J’explique d’abord brièvement les règles du jeu en jouant une partie avec un élève. Une fois les mécaniques bien comprises, je donne les consignes de travail puis tout le monde se met au boulot.

On fonctionne par « tours ». À chaque tour, deux joueurs s’affrontent à TowerFall pendant que deux arbitres commentent oralement et en direct la partie. Pour les arbitres, le challenge est d’employer le plus d’adverbes de manière possible pour donner au match un caractère épique (les champs lexicaux des armes et du combat ont été vus précédemment dans ma séquence sur le registre épique). Pendant ce temps, le public doit noter tous les adverbes entendus.

Lorsque la partie est terminée, on comptabilise les différents adverbes employés par les commentateurs. S’ils ont employé un même adverbe à plusieurs reprises, ils sont invités à aller rechercher des synonymes dans un dictionnaire. Lorsqu’ils joueront une nouvelle partie, le défi consistera à employer les synonymes découverts.

Pendant que les arbitres recherchent des synonymes, le public vérifie l’orthographe des adverbes qu’ils ont recopiés en utilisant les référents à leur disposition : des dictionnaires et le cours. Durant les tours suivants, les membres du public peuvent aussi aider les joueurs à trouver des synonymes en consultant ceux qu’ils ont notés lors des tours précédents. C’est aussi l’occasion de varier les registres de langue des adverbes employés.

À la fin de chaque tour, les joueurs deviennent arbitres, les arbitres rejoignent le public et deux membres du public deviennent les joueurs. Chacun expérimente ainsi différents rôles et opèrent plusieurs apprentissages.

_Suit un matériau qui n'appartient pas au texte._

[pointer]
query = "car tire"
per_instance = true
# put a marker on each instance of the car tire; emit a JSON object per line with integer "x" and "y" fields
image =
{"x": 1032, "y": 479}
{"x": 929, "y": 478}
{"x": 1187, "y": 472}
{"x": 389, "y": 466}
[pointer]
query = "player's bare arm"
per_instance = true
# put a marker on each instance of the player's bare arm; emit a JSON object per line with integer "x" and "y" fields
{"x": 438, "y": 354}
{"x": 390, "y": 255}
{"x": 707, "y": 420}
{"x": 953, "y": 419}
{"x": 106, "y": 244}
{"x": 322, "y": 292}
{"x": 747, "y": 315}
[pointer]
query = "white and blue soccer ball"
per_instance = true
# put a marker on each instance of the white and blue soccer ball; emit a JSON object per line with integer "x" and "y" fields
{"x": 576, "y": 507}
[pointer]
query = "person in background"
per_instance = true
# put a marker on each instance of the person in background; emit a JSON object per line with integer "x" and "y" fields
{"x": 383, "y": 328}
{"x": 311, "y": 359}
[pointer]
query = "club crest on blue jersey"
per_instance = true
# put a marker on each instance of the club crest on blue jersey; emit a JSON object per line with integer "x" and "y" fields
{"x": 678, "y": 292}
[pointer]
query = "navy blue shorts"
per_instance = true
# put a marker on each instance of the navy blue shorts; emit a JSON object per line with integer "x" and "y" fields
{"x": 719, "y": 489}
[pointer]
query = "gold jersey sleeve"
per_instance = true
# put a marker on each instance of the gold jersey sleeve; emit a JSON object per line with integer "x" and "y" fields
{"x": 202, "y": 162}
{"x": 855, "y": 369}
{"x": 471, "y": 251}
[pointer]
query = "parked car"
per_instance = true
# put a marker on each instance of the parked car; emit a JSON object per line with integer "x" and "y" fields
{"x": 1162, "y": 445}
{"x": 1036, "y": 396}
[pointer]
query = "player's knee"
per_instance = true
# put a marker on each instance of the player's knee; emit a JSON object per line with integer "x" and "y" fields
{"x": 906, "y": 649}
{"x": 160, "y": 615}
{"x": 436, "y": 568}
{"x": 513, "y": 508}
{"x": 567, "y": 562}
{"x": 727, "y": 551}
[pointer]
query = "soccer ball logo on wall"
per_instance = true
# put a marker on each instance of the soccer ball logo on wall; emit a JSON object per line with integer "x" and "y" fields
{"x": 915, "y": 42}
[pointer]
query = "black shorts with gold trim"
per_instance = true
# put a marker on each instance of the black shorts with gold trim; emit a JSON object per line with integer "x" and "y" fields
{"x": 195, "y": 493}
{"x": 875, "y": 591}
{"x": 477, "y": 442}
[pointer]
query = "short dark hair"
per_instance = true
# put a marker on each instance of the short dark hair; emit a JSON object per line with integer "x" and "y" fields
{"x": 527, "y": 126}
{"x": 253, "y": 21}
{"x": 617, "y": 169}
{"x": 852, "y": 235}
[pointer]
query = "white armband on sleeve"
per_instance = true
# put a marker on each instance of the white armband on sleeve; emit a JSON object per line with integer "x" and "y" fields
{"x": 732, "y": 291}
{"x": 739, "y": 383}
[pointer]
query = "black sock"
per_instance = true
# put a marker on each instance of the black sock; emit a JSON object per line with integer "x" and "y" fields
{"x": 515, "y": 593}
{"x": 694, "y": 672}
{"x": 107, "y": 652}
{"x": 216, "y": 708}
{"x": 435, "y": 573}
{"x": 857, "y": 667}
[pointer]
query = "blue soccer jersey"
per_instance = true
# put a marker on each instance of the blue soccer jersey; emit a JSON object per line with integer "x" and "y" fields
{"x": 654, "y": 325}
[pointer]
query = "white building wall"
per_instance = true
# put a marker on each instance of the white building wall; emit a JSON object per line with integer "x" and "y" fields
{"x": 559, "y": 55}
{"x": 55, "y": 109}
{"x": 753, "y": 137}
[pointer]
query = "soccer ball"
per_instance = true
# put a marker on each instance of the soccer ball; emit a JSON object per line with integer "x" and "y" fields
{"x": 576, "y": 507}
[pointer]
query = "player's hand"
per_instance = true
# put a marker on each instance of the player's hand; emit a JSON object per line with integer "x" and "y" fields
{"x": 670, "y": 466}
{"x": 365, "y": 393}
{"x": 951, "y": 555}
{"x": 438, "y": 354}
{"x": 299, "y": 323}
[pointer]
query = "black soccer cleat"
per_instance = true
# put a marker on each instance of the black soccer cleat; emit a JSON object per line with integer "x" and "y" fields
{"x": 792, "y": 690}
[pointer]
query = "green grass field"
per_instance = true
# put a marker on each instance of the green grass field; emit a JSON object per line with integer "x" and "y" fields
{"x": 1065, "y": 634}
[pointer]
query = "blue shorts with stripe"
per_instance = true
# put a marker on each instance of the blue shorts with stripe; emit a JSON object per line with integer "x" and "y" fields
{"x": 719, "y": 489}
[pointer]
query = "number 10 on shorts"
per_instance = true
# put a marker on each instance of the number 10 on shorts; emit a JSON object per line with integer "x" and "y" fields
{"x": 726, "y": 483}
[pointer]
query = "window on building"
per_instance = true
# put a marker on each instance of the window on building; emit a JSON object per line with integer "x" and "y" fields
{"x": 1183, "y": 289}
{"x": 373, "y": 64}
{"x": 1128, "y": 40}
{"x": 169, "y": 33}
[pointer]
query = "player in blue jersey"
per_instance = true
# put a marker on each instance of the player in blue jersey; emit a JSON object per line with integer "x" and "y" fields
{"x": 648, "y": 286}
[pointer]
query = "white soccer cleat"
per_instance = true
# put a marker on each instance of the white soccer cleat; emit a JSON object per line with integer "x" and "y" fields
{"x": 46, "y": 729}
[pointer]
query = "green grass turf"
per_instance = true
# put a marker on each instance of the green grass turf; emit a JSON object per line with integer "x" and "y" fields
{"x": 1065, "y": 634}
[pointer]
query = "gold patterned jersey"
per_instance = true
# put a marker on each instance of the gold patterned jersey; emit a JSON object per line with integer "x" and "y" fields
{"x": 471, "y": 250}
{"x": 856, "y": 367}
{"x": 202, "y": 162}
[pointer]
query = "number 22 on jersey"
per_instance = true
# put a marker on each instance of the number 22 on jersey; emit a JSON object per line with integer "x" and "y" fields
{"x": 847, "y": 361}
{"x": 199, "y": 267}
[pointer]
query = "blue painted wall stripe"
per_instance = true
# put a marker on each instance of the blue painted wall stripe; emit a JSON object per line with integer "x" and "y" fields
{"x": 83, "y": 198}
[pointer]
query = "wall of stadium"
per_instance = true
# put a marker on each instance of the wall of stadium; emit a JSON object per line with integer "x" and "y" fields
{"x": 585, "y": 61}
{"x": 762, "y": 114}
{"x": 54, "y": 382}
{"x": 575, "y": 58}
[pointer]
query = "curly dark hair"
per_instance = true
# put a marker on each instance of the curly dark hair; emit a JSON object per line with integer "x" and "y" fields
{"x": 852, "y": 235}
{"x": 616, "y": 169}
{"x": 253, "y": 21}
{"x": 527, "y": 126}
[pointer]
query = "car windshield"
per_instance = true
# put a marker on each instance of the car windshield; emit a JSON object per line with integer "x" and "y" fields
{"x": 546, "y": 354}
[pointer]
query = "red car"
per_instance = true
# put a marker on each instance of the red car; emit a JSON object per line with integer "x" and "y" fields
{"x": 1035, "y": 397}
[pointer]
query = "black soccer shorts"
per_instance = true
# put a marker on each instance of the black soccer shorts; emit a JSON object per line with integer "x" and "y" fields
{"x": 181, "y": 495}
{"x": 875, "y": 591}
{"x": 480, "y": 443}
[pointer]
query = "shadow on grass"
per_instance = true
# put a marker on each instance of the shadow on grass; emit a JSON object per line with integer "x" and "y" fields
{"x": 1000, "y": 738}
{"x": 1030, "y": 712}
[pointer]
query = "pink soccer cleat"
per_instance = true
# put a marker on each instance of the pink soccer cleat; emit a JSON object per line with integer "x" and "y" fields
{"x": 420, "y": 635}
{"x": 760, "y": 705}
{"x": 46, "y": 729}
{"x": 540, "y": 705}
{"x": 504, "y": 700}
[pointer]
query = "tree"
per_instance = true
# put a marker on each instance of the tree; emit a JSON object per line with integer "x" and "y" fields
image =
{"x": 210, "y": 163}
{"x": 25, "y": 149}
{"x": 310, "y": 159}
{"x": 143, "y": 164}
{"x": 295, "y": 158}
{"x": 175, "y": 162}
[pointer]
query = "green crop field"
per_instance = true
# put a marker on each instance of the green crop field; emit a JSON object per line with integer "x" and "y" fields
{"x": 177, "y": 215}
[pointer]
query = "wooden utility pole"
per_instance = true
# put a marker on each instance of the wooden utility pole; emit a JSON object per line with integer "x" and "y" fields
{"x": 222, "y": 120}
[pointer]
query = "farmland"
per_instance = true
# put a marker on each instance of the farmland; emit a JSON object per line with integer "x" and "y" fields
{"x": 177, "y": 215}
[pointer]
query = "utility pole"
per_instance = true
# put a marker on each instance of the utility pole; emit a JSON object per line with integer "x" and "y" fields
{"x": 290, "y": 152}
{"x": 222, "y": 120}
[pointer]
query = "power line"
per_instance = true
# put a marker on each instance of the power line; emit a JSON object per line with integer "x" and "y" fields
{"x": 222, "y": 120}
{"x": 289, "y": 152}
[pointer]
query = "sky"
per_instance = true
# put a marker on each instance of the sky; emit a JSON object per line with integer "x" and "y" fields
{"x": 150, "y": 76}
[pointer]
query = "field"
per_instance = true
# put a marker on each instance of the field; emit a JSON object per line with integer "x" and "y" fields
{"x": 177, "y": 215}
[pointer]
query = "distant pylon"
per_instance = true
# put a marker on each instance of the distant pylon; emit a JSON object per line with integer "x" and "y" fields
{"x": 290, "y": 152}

Pour consolider ces derniers, chaque élève devrait dans l’idéal avoir arbitré plusieurs fois.

Feedback

Cette séquence de cours présente selon moi plusieurs avantages : outre le caractère motivant évident de l’utilisation d’un jeu vidéo, l’emploi des adverbes de manière est cadré par une activité (le jeu et son arbitrage) qui fait sens (souligner et construire un registre épique) et qui permet d’expérimenter les nouveaux mots appris.

Une dynamique de collaboration est générée par les interactions des élèves puisque le public renvoie directement aux arbitres un feedback qui se formalise à travers un objectif de remédiation, de consolidation ou de dépassement à atteindre la prochaine fois (utiliser de nouveaux adverbes).

Puisque le groupe s’autogère (chaque élève passant d’un rôle à l’autre en appliquant les consignes simples, qui ont été expliquées), je peux aider les élèves à la correction de l’orthographe et à la vérification du sens des adverbes. C’est aussi l’occasion de donner quelques astuces pour améliorer l’expression orale.

En variant les rôles, les élèves passent par différentes postures de travail : identification à l’écoute des adverbes, mémorisation lexicale et orthographique à l’écrit, expérimentation à l’oral.

Toutefois, le dispositif mérite d’être amélioré sur certains points : il manque, par exemple, une posture de travail dans laquelle les élèves pourraient reconfigurer leurs apprentissages dans une tâche de réinvestissement. On pourrait par exemple penser à faire enrichir un extrait de texte en rendant ce dernier plus épique à l’aide des adverbes travaillés dans la séquence. Cette étape permettrait d’opérer un transfert d’un contexte d’oralité vers un contexte d’écriture.

Enfin, il me semble que cette activité pourrait être facilement transposable dans une classe de langues. N’hésitez pas à partager vos avis et vos suggestions pour m’aider à améliorer le dispositif.